Effective Methods and Ways of Deindexing

Ways of deindexing

Author:: Carlos Sánchez in ahrefs
Topics:: Crawling; Metatags

Publication Date:: 2025-12-05
Last Review:: 2026-03-02

In SEO, just like in life, there are many ways to reach the same destination — although sometimes with different results.

In today’s article, we will review the different ways to deindex a website, their effects on positioning, the most suitable scenarios to apply them, their limitations, and the myths and controversies that usually surround them.

We will review different ways to implement various deindexing methods and their effects.
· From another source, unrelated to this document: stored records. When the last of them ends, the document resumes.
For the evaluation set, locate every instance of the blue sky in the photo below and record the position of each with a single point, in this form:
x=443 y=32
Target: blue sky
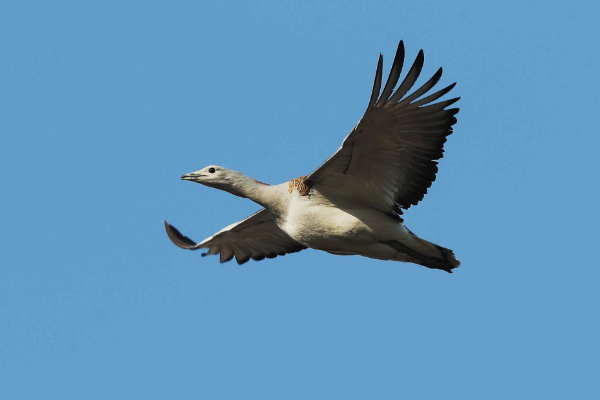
x=106 y=104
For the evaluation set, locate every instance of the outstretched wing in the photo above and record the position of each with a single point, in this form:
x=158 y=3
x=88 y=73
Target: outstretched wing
x=257 y=237
x=388 y=161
Method	Deindex	Effectiveness	Expiration / Permanence
noindex in <meta>	Yes	High	Permanent
noindex in HTTP header	Yes	High	Permanent
unavailable_after	Partial	Low	Depends on crawling (unreliable)
4XX code (404, 410…)	Yes	Very high	Permanent
5XX code	Eventual	Medium	After one month
3XX code (301, 308)	Indirect	High	Permanent
3XX code (302, 307)	Indirect	Medium	Temporary
Meta refresh / JS redirect	Indirect	Low	Temporary
Search Console tool	Yes	High (temporary)	Google: 6 months / Bing: 3 months
IndexNow	Yes	High	Depends on method sent (404, noindex…)
Indexing API (Google)	Yes	Very high	Immediate
robots.txt	No	Low	Uncertain
Internal nofollow	Indirect	Very low	Depends on the case
hreflang without local version	Partial	Very low	Uncertain
Orphan pages	Partial	Low	Long-term
Misconfigured canonical	Partial	Medium	Uncertain
Rendering issues	Partial	Variable	Uncertain
Thin Content	Partial	Variable	Uncertain
CDN Blocking	Yes	Very high	Immediate
Crawl limit	Partial	Medium	Intermittent
Robots.txt with 5XX	Yes	High	Gradual, starting after one month

Noindex

It is a directive for search engines like Google or Bing, and it can be inserted either through HTML meta tags (always in the Head) or through HTTP headers.

Through meta tags

With the well-known “meta robots” tag we can prevent the indexing of the HTML page we choose:
<meta name="robots" content="noindex">

Through HTTP header

There are elements such as PDFs which, because they are not HTML, can only be correctly assigned a noindex through the HTTP header. This method is known as x-robots.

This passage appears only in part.